Günümüzde birçok kişi, telefonda geçen sıradan bir sohbetin ardından çıkan reklamlarla şaşkına dönüyor. Basit bir sohbetin, ilgili markanın dijital reklamlarıyla sonuçlanması çoğu zaman “telefonlar bizi dinliyor mu?” sorusunu akla getiriyor. Peki bu gerçekten mümkün mü?
Siber güvenlik uzmanları, akıllı telefonların mikrofon ve kamera gibi donanımlarına erişim izni veren birçok uygulamanın kullanıcıdan açık izin aldığını belirtiyor. Ancak bu izinler, genellikle kurulum sırasında sorgusuz kabul ediliyor. Telefonların sürekli dinleme yaptığına dair somut bir teknik delil bulunmasa da bazı uygulamaların belirli tetikleyicilerle mikrofonu kısa süreli olarak aktif hale getirebildiği ifade ediliyor.
Algoritmalar Ne Kadar Tahmin Gücüne Sahip?
Konunun teknik boyutunu değerlendiren dijital pazarlama uzmanları, bu tür reklamların büyük oranda kullanıcı davranışlarına dayalı algoritmalar sayesinde hedeflendiğini aktarıyor. Uygulamalarda yapılan aramalar, izlenen içerikler, konum geçmişi ve sosyal medya etkileşimleri gibi veriler, büyük bir havuzda toplanarak analiz ediliyor. Bu sayede kullanıcılar henüz bir ürün hakkında konuşmadan bile o ürüne ilgi duyabilecekleri tahmin edilebiliyor.
Bu durum, özellikle kullanıcıların ilgisini çeken konularda zamanlaması şaşırtıcı derecede isabetli reklam mesajlarıyla karşılaşmasına neden oluyor. Yani aslında birileri dinlemiyor olabilir; ancak dijital ayak iziniz sizin yerinize çok şey söylüyor.

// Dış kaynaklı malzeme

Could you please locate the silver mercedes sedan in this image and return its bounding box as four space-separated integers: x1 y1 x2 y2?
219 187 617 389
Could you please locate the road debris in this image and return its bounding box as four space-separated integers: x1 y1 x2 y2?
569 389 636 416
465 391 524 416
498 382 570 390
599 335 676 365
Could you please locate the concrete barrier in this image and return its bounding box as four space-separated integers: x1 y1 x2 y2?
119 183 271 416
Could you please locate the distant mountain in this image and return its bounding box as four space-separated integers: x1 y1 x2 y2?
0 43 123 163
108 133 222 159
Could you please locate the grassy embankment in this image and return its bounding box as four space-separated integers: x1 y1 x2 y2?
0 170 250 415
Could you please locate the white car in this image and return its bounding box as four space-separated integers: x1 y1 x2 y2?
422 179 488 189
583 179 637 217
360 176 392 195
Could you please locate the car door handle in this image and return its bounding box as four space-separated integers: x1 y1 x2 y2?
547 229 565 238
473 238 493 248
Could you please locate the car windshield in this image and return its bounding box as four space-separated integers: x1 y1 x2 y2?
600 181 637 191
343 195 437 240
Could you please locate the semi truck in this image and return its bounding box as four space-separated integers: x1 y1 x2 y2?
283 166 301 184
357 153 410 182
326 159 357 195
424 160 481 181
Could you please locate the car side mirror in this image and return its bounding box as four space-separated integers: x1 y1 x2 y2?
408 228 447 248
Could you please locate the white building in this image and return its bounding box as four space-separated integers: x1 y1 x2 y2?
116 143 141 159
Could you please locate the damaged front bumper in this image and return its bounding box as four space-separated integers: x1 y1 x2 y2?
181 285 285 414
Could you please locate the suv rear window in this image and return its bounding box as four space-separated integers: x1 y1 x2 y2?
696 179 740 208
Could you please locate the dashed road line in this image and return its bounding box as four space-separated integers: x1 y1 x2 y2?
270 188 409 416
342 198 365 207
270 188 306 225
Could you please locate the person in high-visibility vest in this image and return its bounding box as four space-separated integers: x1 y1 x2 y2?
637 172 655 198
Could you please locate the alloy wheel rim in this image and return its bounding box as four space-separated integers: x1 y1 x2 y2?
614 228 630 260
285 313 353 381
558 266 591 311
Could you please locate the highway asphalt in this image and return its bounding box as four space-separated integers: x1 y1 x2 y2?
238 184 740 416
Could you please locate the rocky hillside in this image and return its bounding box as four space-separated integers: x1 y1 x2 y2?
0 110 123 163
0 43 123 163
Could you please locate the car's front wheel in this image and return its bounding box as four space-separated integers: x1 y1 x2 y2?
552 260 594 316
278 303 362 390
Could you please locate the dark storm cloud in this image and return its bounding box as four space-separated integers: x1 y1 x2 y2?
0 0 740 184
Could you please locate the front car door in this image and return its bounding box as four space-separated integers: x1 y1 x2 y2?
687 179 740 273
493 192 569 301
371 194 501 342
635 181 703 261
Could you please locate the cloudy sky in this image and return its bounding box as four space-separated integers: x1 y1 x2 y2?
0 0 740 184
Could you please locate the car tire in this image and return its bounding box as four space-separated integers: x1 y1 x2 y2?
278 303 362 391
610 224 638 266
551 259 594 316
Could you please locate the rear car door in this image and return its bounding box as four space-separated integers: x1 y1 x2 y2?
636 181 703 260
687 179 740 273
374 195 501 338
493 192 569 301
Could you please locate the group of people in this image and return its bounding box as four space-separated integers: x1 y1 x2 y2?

Yasal Düzenlemeler Ne Diyor?
Türkiye’de Kişisel Verileri Koruma Kurumu (KVKK) ve Avrupa Birliği’ndeki Genel Veri Koruma Tüzüğü (GDPR), kullanıcı izni olmadan ses kaydı alınmasını ve kişisel verilerin işlenmesini kesin olarak yasaklıyor. Ancak uzmanlar, çoğu kullanıcının bu izinleri uygulamaları indirirken farkında olmadan verdiğine dikkat çekiyor. Ücretsiz uygulamaların önemli bir bölümünün karşılığında veri talep ettiğini hatırlatmakta fayda var.
Ne Yapmalı? Kullanıcılar Nasıl Korunabilir?
Uzmanlar, bu konuda alınabilecek bireysel önlemleri şöyle sıralıyor:
- Uygulama izinlerini düzenli olarak gözden geçirin.
- Mikrofon ve kamera erişimlerini yalnızca ihtiyaç duyulan uygulamalarda açık tutun.
- Uygulamaların gizlilik politikalarını detaylı biçimde inceleyin.
- Sesli asistanları devre dışı bırakmayı değerlendirin.
Dijital dünyada gizliliği tamamen sağlamak zor olsa da, bilinçli kullanıcı alışkanlıkları ile riskler en aza indirilebilir.
Telefonların gerçekten dinleyip dinlemediği konusu hâlâ netlik kazanmış değil. Ancak kesin olan bir şey var: Dijital ayak iziniz, ilgi alanlarınızı siz konuşmadan da ortaya koyabiliyor. Bu nedenle, kişisel verilerinizi korumak için sadece sözlerinize değil, dijital davranışlarınıza da dikkat etmek gerekiyor.